Apple Rides the Stock Market Wave

In 2021, the U.S. stock market roared. With Apple introducing popular new products that drove it to records of its own.

As Felix Richter reports for Statista:

Apple became the first company to hit a market capitalization of $3 trillion. During the beginning of last week, its share price briefly climbed to $182.88. Enough to reach said milestone. Apple is the first company in the world ever to reach a market cap of $3 trillion. After becoming the second to reach $2 trillion in August 2020. Saudi Arabian oil and gas giant Saudi Aramco had made the first ascent to $2 trillion in December 2019.

Despite the challenges posed by the coronavirus pandemic, Apple’s share price climbed by 34 percent in 2021. Following an astonishing 81-percent surge in 2020. The entire tech industry has proven relatively immune to the negative impact of the COVID crisis. As lockdowns and physical distancing made technology even more central to many people’s lives.

The following chart illustrates Apple’s unparalleled rise from a struggling $5-billion company in 2000 to world-beating powerhouse over the past 21 years, while also highlighting some of the most notable product launches along the way.

Apple Rides the Stock Market Wave

 

A Fair Ratio with Employees? Tim Cook Benefits from Apple’s Excellent 2021

Due to Apple’s sterling results, CEO Tim Cook has also benefited.

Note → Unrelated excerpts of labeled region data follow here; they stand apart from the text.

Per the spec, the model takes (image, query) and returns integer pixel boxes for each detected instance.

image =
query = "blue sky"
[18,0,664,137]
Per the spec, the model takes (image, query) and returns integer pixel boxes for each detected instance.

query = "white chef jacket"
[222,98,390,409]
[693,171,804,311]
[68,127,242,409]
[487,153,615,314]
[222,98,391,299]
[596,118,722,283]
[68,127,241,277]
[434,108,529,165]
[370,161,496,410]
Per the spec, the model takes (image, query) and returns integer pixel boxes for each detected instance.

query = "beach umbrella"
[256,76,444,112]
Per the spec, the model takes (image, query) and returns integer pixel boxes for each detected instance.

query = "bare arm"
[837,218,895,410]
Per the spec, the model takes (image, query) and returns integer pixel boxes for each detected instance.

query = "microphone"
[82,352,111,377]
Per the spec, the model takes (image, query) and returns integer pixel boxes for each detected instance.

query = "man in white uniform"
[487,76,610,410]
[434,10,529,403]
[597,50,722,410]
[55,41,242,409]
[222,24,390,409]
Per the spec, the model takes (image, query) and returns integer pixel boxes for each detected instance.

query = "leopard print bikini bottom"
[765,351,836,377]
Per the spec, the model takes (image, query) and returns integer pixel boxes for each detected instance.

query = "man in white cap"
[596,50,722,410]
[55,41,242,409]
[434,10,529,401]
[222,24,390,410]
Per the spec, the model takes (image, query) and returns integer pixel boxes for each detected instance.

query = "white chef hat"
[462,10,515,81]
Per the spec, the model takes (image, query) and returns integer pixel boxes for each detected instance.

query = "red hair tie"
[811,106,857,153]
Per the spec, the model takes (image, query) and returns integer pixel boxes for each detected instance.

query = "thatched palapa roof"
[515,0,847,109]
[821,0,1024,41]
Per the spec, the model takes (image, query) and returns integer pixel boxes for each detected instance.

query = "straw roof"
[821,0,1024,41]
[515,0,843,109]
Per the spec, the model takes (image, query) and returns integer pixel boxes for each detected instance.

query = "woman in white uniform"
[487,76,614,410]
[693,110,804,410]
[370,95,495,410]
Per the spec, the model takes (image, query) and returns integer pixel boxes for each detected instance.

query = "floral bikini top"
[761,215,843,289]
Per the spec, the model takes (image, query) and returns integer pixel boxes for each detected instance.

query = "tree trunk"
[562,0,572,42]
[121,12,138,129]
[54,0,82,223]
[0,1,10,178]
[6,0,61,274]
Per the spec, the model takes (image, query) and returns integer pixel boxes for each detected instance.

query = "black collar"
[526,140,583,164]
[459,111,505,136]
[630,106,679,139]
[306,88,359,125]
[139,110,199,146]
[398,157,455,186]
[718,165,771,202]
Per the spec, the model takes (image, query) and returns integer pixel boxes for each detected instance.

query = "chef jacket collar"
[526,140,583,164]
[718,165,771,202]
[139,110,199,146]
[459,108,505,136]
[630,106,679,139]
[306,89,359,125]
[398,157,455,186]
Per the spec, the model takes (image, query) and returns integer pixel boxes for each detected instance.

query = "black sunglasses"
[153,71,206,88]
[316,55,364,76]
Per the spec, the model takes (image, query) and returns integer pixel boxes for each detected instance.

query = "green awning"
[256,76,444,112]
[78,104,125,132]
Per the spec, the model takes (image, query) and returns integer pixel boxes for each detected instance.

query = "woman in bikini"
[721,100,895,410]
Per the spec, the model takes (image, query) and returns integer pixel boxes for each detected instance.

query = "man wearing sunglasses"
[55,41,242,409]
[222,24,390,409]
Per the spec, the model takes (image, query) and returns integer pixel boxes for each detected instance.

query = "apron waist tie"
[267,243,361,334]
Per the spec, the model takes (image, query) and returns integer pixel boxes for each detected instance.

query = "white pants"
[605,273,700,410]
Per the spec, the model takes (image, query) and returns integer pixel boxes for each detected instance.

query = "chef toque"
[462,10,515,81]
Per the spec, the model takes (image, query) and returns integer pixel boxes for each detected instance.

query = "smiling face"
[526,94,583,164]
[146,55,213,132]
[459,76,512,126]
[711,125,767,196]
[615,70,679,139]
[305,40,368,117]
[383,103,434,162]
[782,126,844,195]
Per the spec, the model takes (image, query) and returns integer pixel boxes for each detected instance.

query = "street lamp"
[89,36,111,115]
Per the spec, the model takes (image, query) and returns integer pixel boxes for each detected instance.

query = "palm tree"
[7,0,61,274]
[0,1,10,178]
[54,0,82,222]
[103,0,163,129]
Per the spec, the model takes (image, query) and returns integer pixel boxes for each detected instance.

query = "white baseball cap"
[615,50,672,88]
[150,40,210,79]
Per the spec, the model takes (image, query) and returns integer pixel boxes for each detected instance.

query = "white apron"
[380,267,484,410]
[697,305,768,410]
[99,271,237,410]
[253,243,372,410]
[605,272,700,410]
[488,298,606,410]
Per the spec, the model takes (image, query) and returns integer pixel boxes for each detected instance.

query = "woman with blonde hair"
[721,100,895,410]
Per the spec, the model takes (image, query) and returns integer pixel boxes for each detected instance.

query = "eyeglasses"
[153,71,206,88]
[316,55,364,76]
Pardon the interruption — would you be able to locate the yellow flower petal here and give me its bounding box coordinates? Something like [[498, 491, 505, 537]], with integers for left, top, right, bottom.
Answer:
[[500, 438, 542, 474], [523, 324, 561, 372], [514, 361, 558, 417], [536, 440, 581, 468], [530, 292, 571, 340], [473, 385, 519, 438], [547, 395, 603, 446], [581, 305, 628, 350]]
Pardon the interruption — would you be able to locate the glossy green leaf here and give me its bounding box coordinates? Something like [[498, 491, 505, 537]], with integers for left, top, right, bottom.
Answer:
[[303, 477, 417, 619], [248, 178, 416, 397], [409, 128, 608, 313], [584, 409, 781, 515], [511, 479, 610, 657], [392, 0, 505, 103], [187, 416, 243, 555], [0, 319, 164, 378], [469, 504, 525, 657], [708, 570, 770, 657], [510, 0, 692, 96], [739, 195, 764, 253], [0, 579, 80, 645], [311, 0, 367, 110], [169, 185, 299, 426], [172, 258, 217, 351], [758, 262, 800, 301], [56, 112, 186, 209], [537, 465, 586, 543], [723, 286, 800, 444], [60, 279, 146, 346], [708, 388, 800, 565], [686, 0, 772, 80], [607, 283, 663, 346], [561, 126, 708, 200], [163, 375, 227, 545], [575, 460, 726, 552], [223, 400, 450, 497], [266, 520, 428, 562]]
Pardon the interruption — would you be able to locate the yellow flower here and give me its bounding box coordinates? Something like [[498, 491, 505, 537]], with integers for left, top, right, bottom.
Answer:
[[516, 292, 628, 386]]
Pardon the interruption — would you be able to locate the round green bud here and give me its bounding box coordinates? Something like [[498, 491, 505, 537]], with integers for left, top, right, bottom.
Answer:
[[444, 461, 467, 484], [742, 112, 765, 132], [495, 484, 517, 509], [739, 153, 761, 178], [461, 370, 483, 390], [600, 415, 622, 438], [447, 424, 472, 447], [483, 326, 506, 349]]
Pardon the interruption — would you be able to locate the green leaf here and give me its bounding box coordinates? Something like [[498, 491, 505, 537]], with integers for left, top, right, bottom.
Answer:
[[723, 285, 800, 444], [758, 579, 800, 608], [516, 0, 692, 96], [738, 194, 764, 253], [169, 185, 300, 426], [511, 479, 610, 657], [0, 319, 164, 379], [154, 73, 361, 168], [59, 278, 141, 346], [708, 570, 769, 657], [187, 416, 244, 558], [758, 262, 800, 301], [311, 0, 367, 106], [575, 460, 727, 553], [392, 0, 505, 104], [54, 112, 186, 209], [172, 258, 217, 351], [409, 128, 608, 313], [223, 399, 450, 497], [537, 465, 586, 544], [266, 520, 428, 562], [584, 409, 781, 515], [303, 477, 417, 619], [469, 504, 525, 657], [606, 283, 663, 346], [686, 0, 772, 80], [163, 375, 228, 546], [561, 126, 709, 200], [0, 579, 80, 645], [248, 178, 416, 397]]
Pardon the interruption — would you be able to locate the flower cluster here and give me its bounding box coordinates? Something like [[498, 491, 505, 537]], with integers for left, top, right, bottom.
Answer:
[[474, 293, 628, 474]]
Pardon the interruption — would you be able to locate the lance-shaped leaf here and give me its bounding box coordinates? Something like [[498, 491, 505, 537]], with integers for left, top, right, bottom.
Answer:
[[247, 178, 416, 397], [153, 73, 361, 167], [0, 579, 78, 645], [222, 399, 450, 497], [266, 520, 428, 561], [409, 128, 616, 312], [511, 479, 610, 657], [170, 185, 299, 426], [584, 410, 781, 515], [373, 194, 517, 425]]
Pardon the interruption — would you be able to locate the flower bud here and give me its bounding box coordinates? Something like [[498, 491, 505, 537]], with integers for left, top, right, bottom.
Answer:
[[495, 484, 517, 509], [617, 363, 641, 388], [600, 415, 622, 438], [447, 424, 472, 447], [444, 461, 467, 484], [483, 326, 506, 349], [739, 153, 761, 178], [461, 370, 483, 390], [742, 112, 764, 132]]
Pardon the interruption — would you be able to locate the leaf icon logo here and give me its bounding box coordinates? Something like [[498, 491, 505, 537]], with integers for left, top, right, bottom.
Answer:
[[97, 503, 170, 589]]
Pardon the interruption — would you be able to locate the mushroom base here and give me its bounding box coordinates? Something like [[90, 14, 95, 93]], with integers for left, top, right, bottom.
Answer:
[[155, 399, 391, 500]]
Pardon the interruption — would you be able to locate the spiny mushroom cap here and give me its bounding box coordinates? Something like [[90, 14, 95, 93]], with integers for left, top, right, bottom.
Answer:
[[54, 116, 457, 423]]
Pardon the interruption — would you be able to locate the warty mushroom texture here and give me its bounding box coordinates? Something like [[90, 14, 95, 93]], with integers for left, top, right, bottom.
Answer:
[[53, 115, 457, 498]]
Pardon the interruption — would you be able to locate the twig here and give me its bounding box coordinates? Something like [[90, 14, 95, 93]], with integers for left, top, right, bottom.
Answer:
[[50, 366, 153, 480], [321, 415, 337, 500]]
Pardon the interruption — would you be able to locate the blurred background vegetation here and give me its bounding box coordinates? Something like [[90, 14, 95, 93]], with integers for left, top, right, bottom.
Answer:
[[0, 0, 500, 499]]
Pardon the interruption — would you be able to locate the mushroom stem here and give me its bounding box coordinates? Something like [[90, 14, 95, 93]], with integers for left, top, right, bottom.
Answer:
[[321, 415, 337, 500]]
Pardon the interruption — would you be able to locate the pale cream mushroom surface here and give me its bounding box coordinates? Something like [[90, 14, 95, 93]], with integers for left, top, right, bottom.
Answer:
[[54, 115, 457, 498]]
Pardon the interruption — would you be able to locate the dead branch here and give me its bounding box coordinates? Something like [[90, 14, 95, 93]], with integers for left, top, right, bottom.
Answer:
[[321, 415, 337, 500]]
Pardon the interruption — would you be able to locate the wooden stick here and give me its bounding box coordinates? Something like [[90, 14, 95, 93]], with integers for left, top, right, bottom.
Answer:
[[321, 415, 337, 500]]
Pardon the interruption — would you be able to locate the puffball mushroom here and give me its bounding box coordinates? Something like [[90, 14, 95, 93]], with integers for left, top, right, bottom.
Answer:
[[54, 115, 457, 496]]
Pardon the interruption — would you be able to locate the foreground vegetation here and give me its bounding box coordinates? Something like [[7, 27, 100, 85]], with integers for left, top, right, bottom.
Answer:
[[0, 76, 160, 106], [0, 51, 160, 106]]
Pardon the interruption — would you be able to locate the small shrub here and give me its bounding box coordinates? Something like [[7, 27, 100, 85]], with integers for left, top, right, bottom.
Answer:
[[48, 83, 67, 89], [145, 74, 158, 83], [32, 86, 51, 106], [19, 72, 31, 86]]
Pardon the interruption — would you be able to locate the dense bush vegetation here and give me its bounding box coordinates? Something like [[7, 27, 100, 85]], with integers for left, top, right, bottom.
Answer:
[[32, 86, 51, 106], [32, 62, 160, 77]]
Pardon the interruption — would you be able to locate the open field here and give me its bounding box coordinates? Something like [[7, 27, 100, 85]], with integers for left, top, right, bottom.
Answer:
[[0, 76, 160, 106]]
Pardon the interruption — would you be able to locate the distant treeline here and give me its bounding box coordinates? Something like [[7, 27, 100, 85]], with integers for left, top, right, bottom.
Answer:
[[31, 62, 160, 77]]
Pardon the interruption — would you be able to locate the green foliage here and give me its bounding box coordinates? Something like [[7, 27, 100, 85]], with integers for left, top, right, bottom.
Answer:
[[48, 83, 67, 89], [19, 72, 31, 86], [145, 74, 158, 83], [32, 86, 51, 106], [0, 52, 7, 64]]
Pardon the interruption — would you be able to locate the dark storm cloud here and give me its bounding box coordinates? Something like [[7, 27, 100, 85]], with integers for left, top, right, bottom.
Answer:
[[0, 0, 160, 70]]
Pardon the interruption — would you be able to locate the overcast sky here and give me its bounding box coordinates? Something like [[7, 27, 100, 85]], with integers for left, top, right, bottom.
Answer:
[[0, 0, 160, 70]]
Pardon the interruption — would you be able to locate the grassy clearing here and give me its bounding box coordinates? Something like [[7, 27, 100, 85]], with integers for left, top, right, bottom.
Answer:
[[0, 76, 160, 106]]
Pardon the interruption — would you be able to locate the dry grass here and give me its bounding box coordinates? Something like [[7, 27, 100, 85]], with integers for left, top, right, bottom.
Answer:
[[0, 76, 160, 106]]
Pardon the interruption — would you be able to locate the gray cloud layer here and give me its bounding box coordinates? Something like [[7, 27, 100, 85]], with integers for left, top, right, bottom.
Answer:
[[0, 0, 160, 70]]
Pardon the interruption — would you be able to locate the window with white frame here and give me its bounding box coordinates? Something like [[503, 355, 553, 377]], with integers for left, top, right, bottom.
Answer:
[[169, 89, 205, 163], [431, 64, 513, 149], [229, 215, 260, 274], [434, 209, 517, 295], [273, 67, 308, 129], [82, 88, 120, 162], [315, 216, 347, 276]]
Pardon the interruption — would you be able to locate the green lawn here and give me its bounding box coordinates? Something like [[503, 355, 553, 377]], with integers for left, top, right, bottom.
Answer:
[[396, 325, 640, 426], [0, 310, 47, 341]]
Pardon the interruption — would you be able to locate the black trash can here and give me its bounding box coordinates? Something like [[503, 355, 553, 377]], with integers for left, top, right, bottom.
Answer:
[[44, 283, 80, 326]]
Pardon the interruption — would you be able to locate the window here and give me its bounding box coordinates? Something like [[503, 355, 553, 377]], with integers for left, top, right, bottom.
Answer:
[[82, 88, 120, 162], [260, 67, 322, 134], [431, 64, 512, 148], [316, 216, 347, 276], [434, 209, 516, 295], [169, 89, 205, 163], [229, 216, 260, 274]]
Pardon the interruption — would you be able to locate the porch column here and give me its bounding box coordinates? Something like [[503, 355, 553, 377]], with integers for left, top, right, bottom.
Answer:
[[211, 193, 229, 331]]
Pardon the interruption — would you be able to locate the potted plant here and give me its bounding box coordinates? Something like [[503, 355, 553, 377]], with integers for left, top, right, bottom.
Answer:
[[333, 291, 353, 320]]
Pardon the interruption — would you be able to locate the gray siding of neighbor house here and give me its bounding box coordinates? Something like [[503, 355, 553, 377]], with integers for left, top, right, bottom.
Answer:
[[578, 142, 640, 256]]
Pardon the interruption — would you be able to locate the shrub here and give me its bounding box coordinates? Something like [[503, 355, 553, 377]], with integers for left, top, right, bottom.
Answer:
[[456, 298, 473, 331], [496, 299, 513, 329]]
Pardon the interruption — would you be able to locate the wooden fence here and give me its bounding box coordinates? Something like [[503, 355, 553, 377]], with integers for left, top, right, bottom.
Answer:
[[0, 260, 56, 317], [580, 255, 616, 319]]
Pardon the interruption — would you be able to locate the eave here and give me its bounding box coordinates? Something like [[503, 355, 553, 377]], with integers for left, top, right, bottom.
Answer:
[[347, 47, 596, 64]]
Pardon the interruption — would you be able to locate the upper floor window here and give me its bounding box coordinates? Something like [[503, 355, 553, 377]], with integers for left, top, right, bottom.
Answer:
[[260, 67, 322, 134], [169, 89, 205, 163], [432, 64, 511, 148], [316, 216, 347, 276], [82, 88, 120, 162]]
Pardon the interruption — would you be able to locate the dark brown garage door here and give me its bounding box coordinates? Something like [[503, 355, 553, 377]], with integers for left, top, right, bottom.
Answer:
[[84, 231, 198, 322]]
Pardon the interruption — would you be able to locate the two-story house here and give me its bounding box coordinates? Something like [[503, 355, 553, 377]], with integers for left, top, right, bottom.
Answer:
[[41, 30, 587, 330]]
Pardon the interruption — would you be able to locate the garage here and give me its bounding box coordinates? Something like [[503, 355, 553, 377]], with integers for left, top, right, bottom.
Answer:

But, what about the ratio of his compensation to the average Apple employee?

According to Statista’s Felix Richter:

According to an official statement filed with the SEC last week, Tim Cook’s job of leading the world’s most valuable company paid off handsomely in 2021. Cook, who succeeded Steve Jobs as Apple CEO in 2011, saw his pay package swell to $98.7 million last year. Mainly thanks to a stock award worth $82 million at the day of the grant. As Apple notes in the filing, the company’s median employee’s total compensation was $68,254 in 2021. Resulting in a staggering CEO-to-worker pay ratio of 1,447 to 1. Without his stock award, Cook would have out-earned his employees 240 to 1, which is still sizeable but actually below the S&P 500 average.

The latest Executive Paywatch report, published by the American Federation of Labor and Congress of Industrial Organizations (AFL-CIO), shows that the average CEO-to-worker pay ratio at S&P 500 companies was 299 to 1 in 2020, making Tim Cook’s latest paycheck stand out even among fellow CEOs. While it’s clear that top executives should earn more, nay significantly more, than average workers, there’s growing criticism of the ever-widening gap between CEO compensation and regular worker pay.